Monsieur Henri DJOMBO, Ministre congolais de l’Economie Forestière et du Développement Durable

Interview

Henri DJOMBO,   Ministre congolais de l’Economie Forestière et du Développement Durable, nous parle de la mission accomplie par le Congo au nom de l’Afrique,  lors des négociations du sommet de  Rio+20, tenu en juin dernier au Brésil.

 

Afrique Environnement Plus : Le Congo a conduit les négociations africaines lors du sommet de Rio qui s’est tenu au Brésil en juin dernier. Deux mois après ce sommet, quel bilan pouvez- vous nous présenter au nom de  l’Afrique ?

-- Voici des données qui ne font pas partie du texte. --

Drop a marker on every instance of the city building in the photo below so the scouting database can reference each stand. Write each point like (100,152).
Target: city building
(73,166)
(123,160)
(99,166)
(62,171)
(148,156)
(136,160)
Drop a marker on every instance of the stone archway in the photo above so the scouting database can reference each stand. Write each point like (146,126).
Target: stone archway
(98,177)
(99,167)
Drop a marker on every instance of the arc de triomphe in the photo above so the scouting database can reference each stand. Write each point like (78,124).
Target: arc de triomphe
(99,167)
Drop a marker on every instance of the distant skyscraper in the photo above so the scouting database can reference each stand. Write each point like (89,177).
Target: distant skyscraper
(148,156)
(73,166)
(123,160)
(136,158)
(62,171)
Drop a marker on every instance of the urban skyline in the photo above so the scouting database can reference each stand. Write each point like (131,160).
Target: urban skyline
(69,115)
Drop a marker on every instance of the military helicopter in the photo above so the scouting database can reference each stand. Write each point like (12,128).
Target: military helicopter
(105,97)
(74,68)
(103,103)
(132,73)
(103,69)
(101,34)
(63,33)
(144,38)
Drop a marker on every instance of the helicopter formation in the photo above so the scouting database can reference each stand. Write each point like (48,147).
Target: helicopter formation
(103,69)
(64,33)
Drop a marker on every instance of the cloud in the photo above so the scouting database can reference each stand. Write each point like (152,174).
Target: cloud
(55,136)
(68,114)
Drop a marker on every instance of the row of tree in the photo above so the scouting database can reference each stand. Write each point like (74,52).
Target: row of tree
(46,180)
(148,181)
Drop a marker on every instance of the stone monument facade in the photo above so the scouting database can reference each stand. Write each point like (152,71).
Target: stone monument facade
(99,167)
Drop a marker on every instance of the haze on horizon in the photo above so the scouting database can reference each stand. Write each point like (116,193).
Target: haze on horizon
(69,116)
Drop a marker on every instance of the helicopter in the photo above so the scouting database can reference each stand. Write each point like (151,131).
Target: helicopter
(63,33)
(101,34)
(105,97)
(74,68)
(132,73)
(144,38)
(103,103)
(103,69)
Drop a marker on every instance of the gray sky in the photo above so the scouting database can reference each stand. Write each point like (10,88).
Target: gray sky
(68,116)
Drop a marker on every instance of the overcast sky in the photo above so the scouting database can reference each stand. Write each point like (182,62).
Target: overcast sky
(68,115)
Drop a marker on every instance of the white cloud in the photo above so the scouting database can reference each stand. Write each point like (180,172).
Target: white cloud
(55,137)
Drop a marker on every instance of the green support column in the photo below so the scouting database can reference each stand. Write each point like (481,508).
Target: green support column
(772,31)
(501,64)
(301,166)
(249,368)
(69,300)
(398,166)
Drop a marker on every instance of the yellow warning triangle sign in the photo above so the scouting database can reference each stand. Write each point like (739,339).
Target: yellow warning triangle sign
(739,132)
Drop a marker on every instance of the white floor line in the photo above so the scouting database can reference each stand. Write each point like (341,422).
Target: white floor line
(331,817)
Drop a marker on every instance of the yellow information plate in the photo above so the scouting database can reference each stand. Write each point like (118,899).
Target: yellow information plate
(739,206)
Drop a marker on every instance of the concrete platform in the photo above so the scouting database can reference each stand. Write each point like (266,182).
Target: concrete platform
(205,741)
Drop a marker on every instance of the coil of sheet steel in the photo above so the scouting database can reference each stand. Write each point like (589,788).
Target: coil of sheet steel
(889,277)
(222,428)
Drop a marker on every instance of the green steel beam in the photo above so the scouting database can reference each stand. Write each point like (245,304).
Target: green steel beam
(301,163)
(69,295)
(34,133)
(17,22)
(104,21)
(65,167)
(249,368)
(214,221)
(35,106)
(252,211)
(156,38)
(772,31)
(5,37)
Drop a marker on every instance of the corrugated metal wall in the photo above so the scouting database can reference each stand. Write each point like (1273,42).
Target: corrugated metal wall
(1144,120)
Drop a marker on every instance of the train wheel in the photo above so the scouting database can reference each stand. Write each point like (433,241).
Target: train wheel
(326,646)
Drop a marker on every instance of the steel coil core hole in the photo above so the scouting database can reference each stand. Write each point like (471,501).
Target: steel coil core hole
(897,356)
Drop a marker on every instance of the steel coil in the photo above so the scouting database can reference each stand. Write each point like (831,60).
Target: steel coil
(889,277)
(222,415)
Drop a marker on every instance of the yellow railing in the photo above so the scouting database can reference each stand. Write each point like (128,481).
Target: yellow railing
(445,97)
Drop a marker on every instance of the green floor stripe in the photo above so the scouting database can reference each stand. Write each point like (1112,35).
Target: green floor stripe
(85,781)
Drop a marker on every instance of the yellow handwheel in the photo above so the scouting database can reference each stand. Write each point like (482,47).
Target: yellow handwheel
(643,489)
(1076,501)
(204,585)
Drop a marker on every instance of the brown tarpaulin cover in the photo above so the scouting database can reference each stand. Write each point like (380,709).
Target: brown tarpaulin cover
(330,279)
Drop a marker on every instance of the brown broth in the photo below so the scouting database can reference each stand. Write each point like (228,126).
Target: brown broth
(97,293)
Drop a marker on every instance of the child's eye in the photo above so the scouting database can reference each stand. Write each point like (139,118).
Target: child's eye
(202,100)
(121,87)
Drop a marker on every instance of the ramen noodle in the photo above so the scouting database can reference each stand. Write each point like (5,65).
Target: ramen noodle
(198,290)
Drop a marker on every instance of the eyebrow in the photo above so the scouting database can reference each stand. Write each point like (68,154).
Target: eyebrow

Henri DJOMBO : Deux mois après Rio +2O, nous en sommes aux leçons tirées de ce sommet. Ce que l’Afrique en a obtenu, ce qui reste à faire pour que les questions laissées en suspens à Rio puissent aboutir à travers les mécanismes qui ont été arrêtés par la conférence elle-même, notamment à travers l’assemblée générale des Nations Unies. En ce qui concerne l’Afrique, nous avons également regardé ce qu’elle devrait pouvoir faire pour la suite des négociations.                    La conférence des ministres africains réunis à Arusha a décidé que l’Afrique fasse corps et puisse continuer à négocier sur ces questions dans les commissions spécialisées qui seront mises en place par l’assemblée générale des Nations Unies, afin qu’elle contribue, en parlant d’une  même voix, aux conclusions heureuses de ces questions. Et aujourd’hui, les africains estiment que le Congo qui avait  coordonné politiquement le groupe des pays de notre continent dans le cadre des négociations de Rio +2O et qui a réussi sa mission, devrait pouvoir continuer à assurer cette coordination pour conduire les africains dans les discussions futures à New York, et après New York. En plus, au niveau africain, nous devons prendre des dispositions pour que les questions liées au développement durable, à la transition vers l’économie verte, les questions liées au changement climatique, à la gestion des ressources naturelles …, toutes ces questions puissent être poursuivies au niveau continental, à travers l’Union Africaine, au niveau des organisations d’intégration régionale. Puis, au niveau national, nous devons élaborer des stratégies et politiques de développement durable,  mettre dans les priorités nationales l’économie verte comme une voie pour aller au développement durable de l’Afrique.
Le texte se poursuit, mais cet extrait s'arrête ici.